Thursday, November 6, 2008

a legislative solution for California marriage

Now that our California constitution has been amended to include a restrictive definition of marriage the legislature can no longer pass legislation that would offer marriage to same-sex couples (as they had done twice before only to be vetoed by the Governor). But they could address the issue in another way, working within both the new constitutional definition of marriage and the prior constitutional guarantee of equal protection under the law.

The legislature could enact a law that says the state of California will henceforth no longer marry anyone. Instead they will offer only civil unions (or Domestic Partnerships, if they prefer) and these will of course be available to any adult couple regardless of sex. If a couple so recognized by the State also wanted to be married they could find a religious institution to bestow that purely ceremonial and religious status on them. And of course the new constitutional definition of marriage being only between a man and a woman would have no bearing on private religious organizations which would as always be free to marry whoever they like.

The Yes on 8 folks consistently argued that they were happy with same-sex couples having all the protections of marriage, just not the word marriage.
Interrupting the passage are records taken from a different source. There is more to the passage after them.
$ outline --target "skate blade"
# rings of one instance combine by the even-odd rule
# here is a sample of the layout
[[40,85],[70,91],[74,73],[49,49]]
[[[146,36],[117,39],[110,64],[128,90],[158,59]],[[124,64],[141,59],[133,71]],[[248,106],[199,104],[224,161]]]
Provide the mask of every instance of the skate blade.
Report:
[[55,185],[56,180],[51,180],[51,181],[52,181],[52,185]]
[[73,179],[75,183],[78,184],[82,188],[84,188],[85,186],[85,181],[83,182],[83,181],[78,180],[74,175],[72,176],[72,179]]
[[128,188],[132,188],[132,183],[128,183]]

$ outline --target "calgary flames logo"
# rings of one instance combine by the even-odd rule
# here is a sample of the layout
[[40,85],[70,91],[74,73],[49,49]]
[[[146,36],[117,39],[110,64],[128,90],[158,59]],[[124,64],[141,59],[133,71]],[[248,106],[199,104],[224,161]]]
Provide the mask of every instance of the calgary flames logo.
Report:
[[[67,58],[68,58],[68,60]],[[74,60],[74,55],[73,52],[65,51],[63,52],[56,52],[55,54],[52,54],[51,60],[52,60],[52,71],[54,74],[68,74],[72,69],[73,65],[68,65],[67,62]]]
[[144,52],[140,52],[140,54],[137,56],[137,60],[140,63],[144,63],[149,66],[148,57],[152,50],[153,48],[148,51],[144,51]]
For my part it was never the word marriage I particularly cared about it was equal treatment before the law. This solution would allow us both to have what we wanted.

It would never pass but purely as a symbolic gesture I'd love to have Sheila Kuehl or Mark Leno introduce the bill.

2 comments:

Aaron Sawyer said...

Could the definition of civil unions also include 'marriage'? Make it a broader umbrella term instead of a term of equal meaning?

Christine Robinson said...

I think that is very wise. And while they're at it, California could get out of the very dubious business of letting any old person who says they are ordained do the state's work of signing marriage licenses.

I'm not at all sure it wouldn't pass.